The studio has made an effort to make sure there's a bit of added survivability for players so that you can take a couple of shots, assess the situation, and potentially mount a comeback. The idea is for it to be a bit more tactical and for players not to have their session end from a threat they never saw coming.
"We wanted to make sure we slowed things down a little bit [in terms of the combat]," says Morton. "We found that in BR, in general, a lot of the time you get hit and you're dead before you realise what's going on. So interestingly enough with the progression flow, since your shields and whatnot gain strength, and the weapons gain utility, time to kill actually slows down a little bit as the matches progress. It allows you when you're in these superhot moments, you can kind of take some hits, you can react to that, you can reposition yourself, you can kind of overextend yourself a little bit."

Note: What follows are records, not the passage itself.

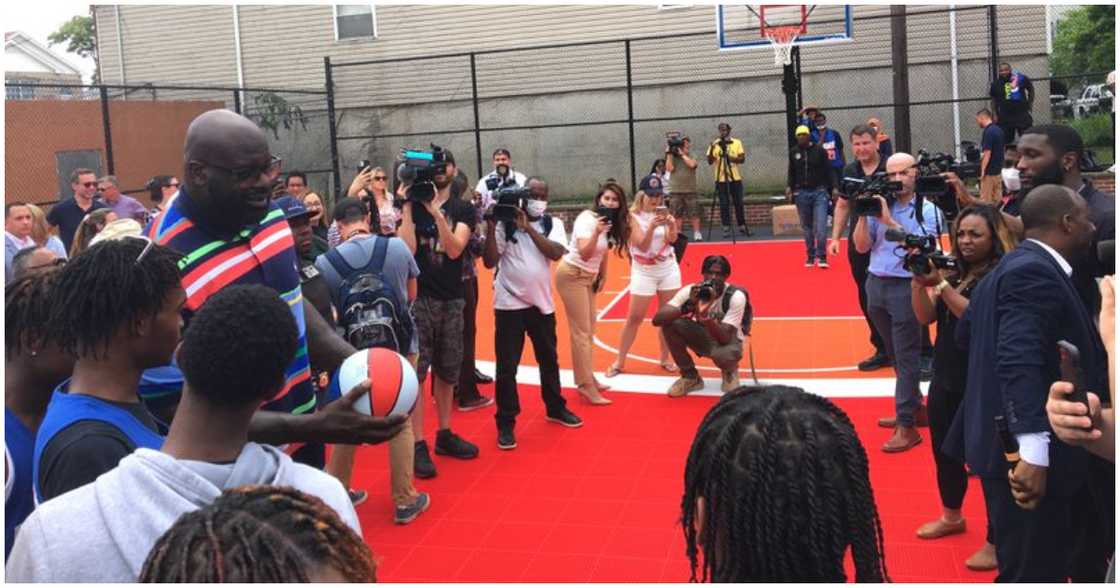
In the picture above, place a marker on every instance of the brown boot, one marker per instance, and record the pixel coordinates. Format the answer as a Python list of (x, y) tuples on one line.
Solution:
[(684, 384), (903, 439)]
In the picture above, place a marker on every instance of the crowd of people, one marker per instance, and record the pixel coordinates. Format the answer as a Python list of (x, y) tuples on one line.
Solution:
[(169, 371)]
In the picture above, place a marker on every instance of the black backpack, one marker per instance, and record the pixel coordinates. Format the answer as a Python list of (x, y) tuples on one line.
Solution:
[(371, 313)]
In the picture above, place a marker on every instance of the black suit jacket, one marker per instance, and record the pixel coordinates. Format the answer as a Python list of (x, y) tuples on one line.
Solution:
[(1016, 316)]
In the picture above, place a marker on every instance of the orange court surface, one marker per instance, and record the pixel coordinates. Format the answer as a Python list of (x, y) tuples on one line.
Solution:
[(602, 503)]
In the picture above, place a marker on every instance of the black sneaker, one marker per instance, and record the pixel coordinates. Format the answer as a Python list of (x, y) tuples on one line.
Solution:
[(565, 417), (421, 464), (448, 444), (505, 438)]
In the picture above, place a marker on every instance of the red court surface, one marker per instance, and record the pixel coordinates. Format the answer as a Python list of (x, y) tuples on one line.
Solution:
[(602, 503)]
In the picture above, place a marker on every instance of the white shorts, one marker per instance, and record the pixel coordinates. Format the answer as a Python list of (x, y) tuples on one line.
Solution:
[(647, 280)]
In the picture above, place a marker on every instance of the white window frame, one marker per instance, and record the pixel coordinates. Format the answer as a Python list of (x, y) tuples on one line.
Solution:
[(373, 16)]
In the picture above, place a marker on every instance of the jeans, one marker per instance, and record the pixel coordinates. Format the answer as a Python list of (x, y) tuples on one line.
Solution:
[(511, 327), (733, 189), (888, 302), (813, 210)]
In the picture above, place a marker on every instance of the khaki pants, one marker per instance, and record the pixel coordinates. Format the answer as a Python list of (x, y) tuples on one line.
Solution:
[(991, 188), (576, 291)]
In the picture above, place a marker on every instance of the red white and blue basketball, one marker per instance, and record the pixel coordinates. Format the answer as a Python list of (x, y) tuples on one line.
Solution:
[(393, 384)]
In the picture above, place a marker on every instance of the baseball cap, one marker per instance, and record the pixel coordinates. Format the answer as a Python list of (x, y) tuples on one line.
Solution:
[(350, 208), (291, 207), (652, 185)]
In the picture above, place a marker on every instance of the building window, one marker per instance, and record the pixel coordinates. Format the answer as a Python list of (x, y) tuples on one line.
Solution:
[(14, 92), (355, 21)]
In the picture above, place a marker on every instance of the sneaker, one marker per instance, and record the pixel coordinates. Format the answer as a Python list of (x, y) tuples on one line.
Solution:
[(730, 381), (565, 417), (421, 464), (683, 385), (407, 514), (475, 403), (505, 438), (357, 496), (448, 444)]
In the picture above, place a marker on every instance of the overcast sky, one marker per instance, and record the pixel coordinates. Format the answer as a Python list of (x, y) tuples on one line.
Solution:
[(38, 19)]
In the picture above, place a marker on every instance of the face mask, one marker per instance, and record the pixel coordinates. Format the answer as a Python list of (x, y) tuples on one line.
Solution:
[(535, 208), (1011, 179)]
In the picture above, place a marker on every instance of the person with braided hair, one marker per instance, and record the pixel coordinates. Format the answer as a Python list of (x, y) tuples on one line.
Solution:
[(33, 367), (260, 534), (234, 356), (776, 488)]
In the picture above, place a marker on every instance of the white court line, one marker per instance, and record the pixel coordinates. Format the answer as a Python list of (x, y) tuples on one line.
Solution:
[(659, 384)]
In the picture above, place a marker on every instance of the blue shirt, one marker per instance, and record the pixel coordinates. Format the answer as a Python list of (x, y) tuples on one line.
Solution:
[(886, 257)]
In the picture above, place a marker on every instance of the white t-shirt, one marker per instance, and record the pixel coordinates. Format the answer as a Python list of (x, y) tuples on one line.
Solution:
[(731, 316), (584, 229), (658, 245), (524, 274), (519, 178)]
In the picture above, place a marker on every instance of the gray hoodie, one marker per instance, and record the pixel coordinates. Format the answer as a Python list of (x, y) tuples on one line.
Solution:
[(103, 531)]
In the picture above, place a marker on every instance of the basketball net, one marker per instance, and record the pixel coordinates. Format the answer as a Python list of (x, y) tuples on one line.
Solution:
[(782, 39)]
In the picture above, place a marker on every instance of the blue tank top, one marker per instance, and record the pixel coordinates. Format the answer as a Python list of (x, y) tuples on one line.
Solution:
[(18, 447), (66, 409)]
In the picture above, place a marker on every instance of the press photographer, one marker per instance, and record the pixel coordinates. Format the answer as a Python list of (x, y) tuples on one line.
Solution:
[(712, 319), (888, 295), (516, 244)]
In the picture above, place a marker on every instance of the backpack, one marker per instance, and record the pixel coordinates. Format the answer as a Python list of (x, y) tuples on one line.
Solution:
[(747, 311), (371, 313)]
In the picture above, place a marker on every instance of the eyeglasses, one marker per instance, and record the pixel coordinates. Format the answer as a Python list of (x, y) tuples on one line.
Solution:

Another interesting way in which Planetside Arena is different is the blueprints. These are unlocked through progression and allow players to bring in a loadout to the battle. Now, these blueprints don't really mean you'll do more damage, but there's added utility there. The key to maintaining balance though is that you first have to loot money and then find a terminal in order to get the weapons and use them in battle. Another thing to point out is that if you take out a player using a weapon that's been printed out you can pick up their weapon and use it during the rest of the session; a sneak peek of what's ahead as you progress. The neat part of blueprints and progression is that you get some sense of accomplishment even if you don't walk away with the victory, as perhaps you can bring a new blueprint into the next round. Furthermore, the weapons that are available through unlocking blueprints during season one will become part of the regular spawned loot during the second season.
Planetside Arena certainly has a battle ahead as it goes against the giants of the genre, but a focus on large-scale combat, slight tweaks to the formula, and the sci-fi theme certainly helps it stand out. With a full release planned for PC on January 29 which includes the BR modes and Massive Clash, and plans for a console launch down the line, we're certainly keen to see if it's got what it takes to claim a large enough piece of the ever so tasty battle royale pie.